Si la formule du retour au livre a donc réussi à d’autres, ce type de projets s’est toujours en fait heurté en ce qui me concerne à une sorte d’impossibilité « structurelle », à cause du maillon faible de la chaîne : moi-même ! J’ai bien dû recevoir au fil des années au moins cinq propositions différentes d’éditeurs pour réaliser un livre à partir de billets, mais toutes ont échoué, et ce pour deux raisons. D’abord, on ne peut pas vraiment compiler tels quels des billets de blog, car ceux-ci sont en général écrits à partir d’un contexte donné et en réaction à une actualité, ce qui nécessite une réécriture (ou au moins une recontextualisation) pour pouvoir les intégrer dans un livre. Or tout cela prend du temps – voire même énormément de temps – et c’est précisément la chose dont je manque le plus au monde. Travailler sur un livre nécessiterait sans doute que j’arrête de publier des billets pendant quelques temps, chose que je ne peux faire sans me mettre rapidement à suffoquer… Dès lors l’équation devient insoluble, car compiler ce blog dans un livre finirait par dévorer S.I.Lex lui-même, ce à quoi je ne peux me résoudre (oui, j’assume une certaine forme d’addiction…).
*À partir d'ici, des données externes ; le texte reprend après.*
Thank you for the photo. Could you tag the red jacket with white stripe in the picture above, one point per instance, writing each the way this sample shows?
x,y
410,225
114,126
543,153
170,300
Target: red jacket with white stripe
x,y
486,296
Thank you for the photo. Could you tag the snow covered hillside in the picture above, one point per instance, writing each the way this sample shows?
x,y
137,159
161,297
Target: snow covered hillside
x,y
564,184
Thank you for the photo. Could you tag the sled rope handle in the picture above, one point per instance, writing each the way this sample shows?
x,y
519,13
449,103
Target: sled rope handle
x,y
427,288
La seule chose pour laquelle j’arrive à me détourner temporairement du blog, ce sont des articles de revues, des chapitres de livres ou des tribunes de presse, bien que cela nécessite que je me fasse violence, car je ne retrouve jamais dans ces modes d’écriture le plaisir que j’ai à enchaîner des billets. J’en étais là jusqu’à ce que l’ENSSIB me fasse à la fin de l’année dernière une proposition extrêmement intéressante qui pourrait bien débloquer la situation.
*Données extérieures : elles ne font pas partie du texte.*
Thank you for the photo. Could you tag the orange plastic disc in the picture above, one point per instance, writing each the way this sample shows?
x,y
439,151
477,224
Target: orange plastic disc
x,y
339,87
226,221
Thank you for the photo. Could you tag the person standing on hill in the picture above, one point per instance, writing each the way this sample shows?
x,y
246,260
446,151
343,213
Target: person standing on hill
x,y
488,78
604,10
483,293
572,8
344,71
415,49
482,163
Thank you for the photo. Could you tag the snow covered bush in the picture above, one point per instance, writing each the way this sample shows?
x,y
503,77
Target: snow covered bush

Si l’auteur est le principal obstacle à la réalisation d’un livre à partir de ce blog, alors qu’à cela ne tienne : il suffit de s’en passer ! Surtout que c’est juridiquement possible avec S.I.Lex, puisque j’ai placé ce blog sous licence CC0, c’est-à-dire que j’ai volontairement accepté de le verser par anticipation dans le domaine public pour que d’autres puissent en faire de nouvelles choses. L’ENSSIB propose donc qu’une équipe éditoriale réalise un livre à partir de ce blog pour sa nouvelle collection d’Ebooks intitulée « La numérique », dirigée par Muriel Amar, et que l’établissement présente ainsi sur son site :

Collection créée en 2016, « La Numérique » modifie son périmètre à partir de 2017 : elle devient un cadre d’édition pour des textes numériques experts et engagés. Exclusivement numérique et entièrement gratuite, elle prend au sérieux et le numérique et le gratuit, soit : la recontextualisation de productions issues du web d’une part et la vitalité des contributions volontaires d’autre part.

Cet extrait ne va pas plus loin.